8216 正解のない選択と毎日の最善の手続き

日常生活,物思いに耽る(雑感)

今日も、母や伯母の介護に関わる付き添いや手続きにをする一日となった。

常に目の前で起きている事象に対処しながら、同時に今後起こり得るリスクを予測し、先回りで対策を立てる必要がある。それは実際に起こるかもしれないし、取り越し苦労に終わるかもしれないが、あらゆる可能性を想定して動かざるを得ない。

病院の待合室で…
病院の待合室で…

本人の希望はできる限り叶えてあげたいと思う反面、安全や現実的な運用を考えれば、その要望にすべて応じるわけにはいかないのが実情だ。ときには、本人が強く嫌がることであっても、毅然と進めなければならない局面もある。そしてこれら一連の判断には、明確な正解が用意されているわけではない。後から振り返って、それが正しかったのか間違っていたのかを明確に線引きすることすら難しい。

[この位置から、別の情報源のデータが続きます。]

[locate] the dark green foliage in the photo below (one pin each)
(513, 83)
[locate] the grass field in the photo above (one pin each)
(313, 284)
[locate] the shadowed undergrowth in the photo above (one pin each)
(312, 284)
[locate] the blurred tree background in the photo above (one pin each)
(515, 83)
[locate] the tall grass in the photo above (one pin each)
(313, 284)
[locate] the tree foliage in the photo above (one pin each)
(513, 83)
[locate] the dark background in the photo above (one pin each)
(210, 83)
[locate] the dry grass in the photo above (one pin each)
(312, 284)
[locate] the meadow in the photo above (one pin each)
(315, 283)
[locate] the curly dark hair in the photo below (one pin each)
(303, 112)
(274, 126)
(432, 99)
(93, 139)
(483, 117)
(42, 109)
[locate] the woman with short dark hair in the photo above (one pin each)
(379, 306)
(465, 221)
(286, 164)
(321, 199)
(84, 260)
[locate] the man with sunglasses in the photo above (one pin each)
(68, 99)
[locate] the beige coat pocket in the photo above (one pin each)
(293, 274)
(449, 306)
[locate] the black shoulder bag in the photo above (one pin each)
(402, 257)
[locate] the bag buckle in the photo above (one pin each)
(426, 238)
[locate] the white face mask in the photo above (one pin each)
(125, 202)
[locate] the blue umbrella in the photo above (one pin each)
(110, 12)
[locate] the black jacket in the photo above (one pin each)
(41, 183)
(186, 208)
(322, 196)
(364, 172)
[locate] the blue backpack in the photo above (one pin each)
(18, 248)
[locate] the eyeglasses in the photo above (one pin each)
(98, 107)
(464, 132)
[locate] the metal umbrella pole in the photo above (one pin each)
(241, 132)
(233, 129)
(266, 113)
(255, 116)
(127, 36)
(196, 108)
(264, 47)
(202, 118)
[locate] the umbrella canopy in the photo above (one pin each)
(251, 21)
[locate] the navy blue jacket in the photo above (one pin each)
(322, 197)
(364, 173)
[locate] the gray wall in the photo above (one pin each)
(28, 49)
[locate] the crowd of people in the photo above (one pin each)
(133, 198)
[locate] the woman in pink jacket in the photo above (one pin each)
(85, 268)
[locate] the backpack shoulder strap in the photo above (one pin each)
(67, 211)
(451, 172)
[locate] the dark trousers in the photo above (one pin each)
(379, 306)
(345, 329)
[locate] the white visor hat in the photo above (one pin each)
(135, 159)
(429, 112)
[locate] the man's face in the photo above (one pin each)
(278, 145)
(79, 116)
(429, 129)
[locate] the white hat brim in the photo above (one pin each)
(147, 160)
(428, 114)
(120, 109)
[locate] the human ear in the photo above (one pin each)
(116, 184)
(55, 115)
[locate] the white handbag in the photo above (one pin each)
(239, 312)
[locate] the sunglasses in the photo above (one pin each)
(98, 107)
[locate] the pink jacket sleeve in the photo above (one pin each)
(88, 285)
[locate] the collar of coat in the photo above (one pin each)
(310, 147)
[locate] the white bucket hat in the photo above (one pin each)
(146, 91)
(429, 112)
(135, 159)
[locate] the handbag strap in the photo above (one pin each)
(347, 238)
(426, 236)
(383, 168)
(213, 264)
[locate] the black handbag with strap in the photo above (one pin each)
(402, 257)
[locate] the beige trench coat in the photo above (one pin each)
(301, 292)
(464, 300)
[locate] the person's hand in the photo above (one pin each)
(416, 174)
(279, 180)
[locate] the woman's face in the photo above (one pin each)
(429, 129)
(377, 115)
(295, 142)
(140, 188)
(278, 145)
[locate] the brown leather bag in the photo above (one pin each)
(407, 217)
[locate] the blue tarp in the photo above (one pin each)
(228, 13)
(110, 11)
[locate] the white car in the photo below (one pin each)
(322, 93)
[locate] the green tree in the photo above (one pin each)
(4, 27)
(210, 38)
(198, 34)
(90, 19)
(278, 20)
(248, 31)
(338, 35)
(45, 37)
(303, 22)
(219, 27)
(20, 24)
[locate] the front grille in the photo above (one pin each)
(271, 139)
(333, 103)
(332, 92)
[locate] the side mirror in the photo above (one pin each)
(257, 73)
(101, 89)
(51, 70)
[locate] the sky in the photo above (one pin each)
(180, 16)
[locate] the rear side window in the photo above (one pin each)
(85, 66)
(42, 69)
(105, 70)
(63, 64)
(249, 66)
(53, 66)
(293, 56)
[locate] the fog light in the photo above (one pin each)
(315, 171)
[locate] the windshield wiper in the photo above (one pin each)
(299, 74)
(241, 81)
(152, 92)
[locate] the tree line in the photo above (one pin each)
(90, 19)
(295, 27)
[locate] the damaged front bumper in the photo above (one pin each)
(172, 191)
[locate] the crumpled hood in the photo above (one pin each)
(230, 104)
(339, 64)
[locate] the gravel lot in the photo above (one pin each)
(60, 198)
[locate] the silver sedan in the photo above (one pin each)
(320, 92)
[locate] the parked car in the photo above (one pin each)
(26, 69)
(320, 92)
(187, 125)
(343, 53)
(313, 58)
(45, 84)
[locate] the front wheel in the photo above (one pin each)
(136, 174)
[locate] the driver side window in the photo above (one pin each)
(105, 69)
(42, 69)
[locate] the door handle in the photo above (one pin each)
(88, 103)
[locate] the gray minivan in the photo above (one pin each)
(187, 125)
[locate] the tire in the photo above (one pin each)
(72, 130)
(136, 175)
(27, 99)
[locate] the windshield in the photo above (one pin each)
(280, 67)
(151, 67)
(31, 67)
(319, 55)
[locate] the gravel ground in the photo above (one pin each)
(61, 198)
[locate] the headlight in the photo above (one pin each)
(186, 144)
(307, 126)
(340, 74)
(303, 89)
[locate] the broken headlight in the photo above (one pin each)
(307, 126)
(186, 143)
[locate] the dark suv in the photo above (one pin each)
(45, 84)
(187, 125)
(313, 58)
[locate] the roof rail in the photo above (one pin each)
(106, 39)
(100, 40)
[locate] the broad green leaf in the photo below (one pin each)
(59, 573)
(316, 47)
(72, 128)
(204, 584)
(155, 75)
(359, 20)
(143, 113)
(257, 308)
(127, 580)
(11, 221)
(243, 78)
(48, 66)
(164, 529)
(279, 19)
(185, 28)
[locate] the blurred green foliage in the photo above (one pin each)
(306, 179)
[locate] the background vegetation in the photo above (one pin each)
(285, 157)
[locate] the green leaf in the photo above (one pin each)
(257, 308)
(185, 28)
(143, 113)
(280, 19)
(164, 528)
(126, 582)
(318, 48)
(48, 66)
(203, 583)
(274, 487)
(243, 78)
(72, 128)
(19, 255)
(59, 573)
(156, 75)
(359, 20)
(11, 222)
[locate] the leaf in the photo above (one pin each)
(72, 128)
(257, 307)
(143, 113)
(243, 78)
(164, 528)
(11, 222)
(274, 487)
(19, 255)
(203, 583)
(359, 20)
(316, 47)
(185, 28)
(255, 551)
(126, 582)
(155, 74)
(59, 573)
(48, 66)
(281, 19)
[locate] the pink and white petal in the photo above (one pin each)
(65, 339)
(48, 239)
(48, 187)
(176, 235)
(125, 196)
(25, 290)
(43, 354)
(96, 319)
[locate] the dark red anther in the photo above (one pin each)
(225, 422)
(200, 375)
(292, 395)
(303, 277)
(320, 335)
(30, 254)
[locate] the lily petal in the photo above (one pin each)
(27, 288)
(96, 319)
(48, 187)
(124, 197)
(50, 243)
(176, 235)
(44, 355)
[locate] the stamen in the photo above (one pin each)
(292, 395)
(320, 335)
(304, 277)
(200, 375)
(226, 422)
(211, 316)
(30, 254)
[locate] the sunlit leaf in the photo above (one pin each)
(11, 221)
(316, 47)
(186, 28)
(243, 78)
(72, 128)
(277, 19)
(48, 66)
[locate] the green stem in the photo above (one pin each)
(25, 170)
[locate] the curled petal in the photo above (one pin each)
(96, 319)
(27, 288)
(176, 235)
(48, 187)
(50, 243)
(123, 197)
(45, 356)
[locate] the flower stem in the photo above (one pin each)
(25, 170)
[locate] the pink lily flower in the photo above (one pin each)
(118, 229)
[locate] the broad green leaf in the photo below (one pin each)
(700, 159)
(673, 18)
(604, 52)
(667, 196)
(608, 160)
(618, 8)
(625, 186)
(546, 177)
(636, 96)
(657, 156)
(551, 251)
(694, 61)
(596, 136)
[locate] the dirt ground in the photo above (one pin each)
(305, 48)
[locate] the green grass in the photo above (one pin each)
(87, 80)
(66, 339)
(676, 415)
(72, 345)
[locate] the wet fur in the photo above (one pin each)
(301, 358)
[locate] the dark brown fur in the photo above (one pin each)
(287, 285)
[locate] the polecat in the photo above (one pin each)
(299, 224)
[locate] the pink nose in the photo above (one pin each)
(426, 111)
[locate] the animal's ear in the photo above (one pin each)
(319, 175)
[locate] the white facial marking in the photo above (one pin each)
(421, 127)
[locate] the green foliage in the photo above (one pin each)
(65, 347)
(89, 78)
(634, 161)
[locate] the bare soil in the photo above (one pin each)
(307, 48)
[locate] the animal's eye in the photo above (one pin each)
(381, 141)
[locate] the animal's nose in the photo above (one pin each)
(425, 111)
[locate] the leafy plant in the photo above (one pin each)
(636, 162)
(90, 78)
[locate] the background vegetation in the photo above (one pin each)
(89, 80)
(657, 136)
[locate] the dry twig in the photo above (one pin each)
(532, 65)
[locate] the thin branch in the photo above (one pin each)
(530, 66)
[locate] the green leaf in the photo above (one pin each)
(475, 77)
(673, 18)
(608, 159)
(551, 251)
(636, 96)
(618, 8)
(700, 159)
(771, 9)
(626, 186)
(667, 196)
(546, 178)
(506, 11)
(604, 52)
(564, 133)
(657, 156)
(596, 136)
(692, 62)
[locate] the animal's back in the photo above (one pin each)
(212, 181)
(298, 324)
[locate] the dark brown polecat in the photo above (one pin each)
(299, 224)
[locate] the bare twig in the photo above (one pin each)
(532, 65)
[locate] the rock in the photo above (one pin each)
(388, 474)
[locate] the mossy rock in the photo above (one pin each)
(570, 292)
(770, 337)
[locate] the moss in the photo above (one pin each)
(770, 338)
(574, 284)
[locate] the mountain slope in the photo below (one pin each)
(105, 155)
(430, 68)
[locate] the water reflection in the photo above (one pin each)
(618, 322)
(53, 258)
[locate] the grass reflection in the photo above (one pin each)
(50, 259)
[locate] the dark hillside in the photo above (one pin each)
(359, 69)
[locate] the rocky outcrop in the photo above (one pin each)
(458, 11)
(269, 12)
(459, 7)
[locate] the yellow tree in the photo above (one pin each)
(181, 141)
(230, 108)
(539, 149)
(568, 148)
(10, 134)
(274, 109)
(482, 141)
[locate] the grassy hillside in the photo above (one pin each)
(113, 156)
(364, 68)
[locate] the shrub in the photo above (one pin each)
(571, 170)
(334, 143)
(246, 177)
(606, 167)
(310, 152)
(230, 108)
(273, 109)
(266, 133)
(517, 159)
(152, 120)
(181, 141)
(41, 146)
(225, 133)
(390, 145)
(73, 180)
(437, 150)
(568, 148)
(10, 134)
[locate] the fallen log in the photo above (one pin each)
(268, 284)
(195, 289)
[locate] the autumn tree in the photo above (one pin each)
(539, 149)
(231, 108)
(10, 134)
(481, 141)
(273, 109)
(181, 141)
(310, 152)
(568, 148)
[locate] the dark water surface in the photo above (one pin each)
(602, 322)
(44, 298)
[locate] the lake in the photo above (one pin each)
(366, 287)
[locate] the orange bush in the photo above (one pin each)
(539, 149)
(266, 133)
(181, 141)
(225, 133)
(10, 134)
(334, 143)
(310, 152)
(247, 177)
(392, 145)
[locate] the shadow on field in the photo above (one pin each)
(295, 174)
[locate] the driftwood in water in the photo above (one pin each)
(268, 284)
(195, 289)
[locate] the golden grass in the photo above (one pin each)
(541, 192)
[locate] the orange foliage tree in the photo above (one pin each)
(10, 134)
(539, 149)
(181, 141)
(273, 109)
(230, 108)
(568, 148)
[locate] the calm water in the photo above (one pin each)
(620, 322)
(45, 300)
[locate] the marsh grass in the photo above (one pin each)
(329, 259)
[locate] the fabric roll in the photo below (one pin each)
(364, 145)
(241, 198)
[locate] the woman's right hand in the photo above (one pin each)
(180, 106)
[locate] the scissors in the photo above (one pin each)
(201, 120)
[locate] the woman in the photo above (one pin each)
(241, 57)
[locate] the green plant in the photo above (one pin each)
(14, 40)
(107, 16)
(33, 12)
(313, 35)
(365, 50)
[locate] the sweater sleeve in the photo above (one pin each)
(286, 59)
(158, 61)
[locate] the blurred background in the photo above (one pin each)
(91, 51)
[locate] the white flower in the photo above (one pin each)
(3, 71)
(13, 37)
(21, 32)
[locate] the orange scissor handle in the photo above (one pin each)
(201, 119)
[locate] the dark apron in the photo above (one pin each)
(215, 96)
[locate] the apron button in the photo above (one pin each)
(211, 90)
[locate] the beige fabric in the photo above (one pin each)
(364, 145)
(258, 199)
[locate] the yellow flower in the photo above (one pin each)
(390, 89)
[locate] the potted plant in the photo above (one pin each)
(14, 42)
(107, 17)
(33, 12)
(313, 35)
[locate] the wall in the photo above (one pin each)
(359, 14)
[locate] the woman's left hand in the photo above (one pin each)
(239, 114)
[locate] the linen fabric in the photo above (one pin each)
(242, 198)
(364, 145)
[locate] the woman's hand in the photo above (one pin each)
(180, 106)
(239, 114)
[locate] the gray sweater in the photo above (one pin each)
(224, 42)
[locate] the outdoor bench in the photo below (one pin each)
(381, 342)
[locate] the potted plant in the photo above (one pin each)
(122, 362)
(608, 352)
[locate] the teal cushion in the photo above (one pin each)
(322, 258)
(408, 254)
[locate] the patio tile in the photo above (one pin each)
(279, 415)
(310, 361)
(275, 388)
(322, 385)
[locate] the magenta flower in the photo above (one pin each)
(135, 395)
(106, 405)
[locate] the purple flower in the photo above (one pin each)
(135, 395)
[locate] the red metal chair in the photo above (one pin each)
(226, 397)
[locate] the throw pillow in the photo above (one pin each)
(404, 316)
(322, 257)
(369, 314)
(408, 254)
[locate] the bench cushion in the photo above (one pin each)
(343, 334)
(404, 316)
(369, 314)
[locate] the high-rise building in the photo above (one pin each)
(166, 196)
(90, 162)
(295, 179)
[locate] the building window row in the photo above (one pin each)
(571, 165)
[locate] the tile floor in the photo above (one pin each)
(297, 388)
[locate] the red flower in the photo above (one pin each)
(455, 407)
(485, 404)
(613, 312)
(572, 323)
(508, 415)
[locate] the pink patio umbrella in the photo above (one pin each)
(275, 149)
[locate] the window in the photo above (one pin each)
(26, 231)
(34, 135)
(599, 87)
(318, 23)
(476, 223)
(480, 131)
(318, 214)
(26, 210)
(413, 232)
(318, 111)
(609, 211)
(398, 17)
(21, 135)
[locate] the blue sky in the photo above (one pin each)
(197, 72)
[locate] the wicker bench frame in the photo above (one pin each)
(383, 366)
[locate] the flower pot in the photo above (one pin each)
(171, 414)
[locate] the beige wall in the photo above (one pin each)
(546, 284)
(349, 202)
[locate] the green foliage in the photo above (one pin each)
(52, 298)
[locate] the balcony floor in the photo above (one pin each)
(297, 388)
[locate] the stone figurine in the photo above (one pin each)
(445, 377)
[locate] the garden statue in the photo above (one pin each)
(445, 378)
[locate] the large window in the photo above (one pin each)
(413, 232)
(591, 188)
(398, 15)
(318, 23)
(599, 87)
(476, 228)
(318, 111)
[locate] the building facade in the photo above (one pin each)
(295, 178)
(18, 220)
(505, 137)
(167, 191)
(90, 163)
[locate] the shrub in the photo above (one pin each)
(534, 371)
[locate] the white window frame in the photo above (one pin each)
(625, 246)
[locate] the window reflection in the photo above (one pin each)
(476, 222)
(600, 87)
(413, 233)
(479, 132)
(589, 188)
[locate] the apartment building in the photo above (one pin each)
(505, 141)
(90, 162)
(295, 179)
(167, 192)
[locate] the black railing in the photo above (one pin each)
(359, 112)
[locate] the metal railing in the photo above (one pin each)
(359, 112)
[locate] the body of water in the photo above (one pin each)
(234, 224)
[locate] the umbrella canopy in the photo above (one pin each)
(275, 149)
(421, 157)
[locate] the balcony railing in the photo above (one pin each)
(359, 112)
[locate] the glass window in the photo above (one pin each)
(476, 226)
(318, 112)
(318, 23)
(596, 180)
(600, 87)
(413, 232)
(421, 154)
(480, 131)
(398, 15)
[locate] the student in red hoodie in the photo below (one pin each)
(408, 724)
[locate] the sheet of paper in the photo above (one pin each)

できるだけのことをしてあげたいという気持ちが強い分、どうしても「万全の結果に落ち着いた」という明確な手応えを得にくい性質がある。常にどこか中途半端に思えたり、「もっと別の進め方があったのではないか」という微細な後悔や迷いが頭をよぎることも少なくない。

どれほど手を尽くしても確固たる満足感や達成感が得られにくいという構造自体が、やはり静かな負担として蓄積していく。

それでも、「何もしない」という選択肢が存在しない以上、目の前の課題に一つひとつ向き合っていくほかない。

明確なゴールや満点は見えなくとも、日々試行錯誤を繰り返しながら手続きを一つずつ積み重ねていること自体が、間違いなく現在の大切な土台を支えている。正解を求めるのではなく、その時々の最善を尽くし続けている事実だけを意識するようにしたい。